Legislation, legitimacy, and legibility are fundamentally interrelated concepts. Legislate and legitimate are both derived from the latin legis or law. Legibility is derived from legere (to read) or legein (to declare). While I'm certainly no legal historian or evolutionary linguist, obviously these roots share a common ancestor that can likely be traced back to the Code of Hammurabi or its predecessors which both influenced the Abrahamic and Greco-Roman legal systems. The fundamental property of law is that its legitimacy is derived from its legibility; citizens could no more plead ignorance of the law than a ruler modify it on his daily whim.

Yet whether by arrogant power or the passage of years, the law has a way of evolving from an initial concrete statement of rules into a grotesque leviathan of obfuscating refutations and contradictions of objective common-sense. So the law, like any ecology, grows and contracts: Hammurabi's single tablet became 12 in Rome, Justinian revised the expansive body of Roman law in his Corpus Juris Civilis in the 6th century, the Magna Carta was meant to check an abusive 13th-century monarchy, and our own 18th-century Constitution was an 18th-century correction of the injustices sanctioned by the aforementioned. But what of the state of modern American law? While the Constitution is obviously the highest law of the land, the citizen must also navigate an various acts of legislation modifying disparate portions of the indigestably large United States Code, to say nothing of the state and local laws.

Before we ask "Who makes sure this is all consistent?" it may be appropriate to remind ourselves that as we stand here in the 21st century at the summit of human achievement with a bounty of tools for storing, communicating, and organizing information, the law remains very much two-dimensional. But to answer the initial question, we allegedly elect learned citizens to deliberative bodies to ensure a more perfect Union and so forth. Does it work? No. Why? Fairly obvious and well-documented reasons:
  1. Term limits. There are none. Representatives are pre-selected based upon party loyalty, fundraising ability, and some unquantifiable charismatic "electability" characteristic. Once in office, they have to begin fundraising for the next election in 2n years. Once in Washington, representatives have to navigate entrenched committee assignments and chairmanships.

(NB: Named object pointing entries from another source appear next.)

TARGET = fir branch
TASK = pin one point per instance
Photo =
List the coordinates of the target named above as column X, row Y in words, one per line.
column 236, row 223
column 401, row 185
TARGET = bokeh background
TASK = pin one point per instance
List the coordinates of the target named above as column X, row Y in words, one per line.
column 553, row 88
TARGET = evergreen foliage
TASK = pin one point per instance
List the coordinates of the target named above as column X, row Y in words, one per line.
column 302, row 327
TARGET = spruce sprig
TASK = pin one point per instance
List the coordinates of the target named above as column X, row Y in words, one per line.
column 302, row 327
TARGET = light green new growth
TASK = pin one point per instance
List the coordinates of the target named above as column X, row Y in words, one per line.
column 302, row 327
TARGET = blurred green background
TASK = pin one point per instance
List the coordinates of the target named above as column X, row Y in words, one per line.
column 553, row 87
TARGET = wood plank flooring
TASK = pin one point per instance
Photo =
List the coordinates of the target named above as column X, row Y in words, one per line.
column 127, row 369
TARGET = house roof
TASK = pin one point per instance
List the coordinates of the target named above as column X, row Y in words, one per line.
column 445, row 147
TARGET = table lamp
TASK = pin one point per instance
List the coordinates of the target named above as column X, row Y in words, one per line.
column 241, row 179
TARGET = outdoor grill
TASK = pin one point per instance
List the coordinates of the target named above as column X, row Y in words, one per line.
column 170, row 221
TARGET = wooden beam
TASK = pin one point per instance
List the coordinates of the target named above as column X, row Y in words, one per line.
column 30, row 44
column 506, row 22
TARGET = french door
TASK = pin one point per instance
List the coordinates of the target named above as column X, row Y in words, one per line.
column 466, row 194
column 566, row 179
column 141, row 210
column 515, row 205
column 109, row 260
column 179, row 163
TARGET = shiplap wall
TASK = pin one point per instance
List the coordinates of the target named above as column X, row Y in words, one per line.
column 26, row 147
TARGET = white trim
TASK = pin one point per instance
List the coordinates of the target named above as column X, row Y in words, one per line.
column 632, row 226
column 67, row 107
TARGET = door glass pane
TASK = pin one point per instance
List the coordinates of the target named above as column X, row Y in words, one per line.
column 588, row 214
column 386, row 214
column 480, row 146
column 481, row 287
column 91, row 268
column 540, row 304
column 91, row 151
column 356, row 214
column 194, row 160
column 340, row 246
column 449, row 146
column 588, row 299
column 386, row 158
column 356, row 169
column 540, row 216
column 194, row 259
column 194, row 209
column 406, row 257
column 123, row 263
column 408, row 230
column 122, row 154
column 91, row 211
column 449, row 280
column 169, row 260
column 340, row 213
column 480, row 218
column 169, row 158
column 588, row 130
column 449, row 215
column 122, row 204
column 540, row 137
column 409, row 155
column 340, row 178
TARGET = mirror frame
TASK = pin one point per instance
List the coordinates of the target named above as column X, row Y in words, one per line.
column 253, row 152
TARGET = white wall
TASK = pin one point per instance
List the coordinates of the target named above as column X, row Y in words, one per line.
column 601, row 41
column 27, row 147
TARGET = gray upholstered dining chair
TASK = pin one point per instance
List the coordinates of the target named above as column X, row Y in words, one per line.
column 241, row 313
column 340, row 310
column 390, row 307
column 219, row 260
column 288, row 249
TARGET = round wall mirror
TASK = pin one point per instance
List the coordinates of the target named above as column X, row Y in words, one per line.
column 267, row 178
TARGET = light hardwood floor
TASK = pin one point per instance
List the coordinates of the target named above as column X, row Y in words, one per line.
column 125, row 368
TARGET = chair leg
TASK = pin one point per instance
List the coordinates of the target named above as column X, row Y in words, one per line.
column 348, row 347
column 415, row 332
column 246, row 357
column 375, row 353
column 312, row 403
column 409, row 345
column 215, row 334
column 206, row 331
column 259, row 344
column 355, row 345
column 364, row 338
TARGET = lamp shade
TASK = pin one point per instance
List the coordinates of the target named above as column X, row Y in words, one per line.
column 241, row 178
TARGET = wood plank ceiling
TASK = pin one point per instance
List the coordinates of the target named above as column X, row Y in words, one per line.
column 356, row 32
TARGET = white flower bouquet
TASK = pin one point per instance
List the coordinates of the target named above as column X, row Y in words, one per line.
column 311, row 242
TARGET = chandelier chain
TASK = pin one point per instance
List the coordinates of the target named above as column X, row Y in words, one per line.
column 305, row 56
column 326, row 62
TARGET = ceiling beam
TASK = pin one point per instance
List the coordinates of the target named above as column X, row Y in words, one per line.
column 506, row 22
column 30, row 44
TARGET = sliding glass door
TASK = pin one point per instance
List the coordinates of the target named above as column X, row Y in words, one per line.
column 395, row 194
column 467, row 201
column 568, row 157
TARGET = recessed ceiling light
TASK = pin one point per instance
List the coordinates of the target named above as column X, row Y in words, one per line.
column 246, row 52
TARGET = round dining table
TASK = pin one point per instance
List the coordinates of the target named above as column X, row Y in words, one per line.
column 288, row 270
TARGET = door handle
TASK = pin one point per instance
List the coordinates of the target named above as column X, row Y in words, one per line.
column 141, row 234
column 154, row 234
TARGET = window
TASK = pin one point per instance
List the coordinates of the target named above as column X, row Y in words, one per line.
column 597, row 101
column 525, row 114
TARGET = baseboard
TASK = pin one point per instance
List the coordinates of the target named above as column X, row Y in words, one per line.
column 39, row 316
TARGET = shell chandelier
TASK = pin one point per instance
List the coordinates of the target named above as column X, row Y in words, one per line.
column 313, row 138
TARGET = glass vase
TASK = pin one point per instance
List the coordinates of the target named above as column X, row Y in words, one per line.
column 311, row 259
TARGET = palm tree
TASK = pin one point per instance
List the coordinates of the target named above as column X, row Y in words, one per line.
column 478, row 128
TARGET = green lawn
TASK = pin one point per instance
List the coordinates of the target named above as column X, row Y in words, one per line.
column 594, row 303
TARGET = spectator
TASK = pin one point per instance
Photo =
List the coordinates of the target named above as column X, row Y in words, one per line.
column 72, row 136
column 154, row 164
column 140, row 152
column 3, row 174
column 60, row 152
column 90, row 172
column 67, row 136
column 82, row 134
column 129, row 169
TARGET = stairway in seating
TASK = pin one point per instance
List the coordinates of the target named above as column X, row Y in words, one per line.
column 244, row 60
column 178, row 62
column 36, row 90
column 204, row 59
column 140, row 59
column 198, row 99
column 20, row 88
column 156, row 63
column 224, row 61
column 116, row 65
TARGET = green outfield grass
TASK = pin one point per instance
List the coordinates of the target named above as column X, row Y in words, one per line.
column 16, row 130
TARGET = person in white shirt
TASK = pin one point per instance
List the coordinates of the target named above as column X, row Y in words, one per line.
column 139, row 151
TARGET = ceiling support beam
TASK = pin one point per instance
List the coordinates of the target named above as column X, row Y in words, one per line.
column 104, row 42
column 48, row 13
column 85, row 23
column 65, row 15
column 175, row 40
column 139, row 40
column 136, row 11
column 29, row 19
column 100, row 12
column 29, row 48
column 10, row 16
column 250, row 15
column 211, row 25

  2. Congressional ghost writers. Because the representative is off fund-raising for the next election cycle, congressional staffers and lobbyists are generally the ones who do the actual writing/coding of the legislation that appears before the body. As a result, representatives rarely read (2006 PATRIOT reauthorization and subsequent attorney dismissal scandal?) the enormous omnibus legislation that appears before the body, much less discussing the legal intricacies.
  3. F.A.M.E. Fun Acronyms Make Elections Legislators seem to enjoy either (a) imagining quasi-apropos acronyms for their sponsored legislation if they haven't made a name for themselves or (b) if they have a "name," splattering it all over it (McCain-Feingold, Sarbanes-Oxley, etc.). As a result, opposing the bill must "necessarily" imply some political vendetta against either "PATRIOT"s or the sponsoring representative/senator.
  4. Illegible legislation. In turn, these unelected staffers and lobbyists are lawyers, whose collective love of teleological debates predisposes them to attempting to codify every possible subgenus of exemptions. As a result of lawyers writing the law, only other lawyers can understand it.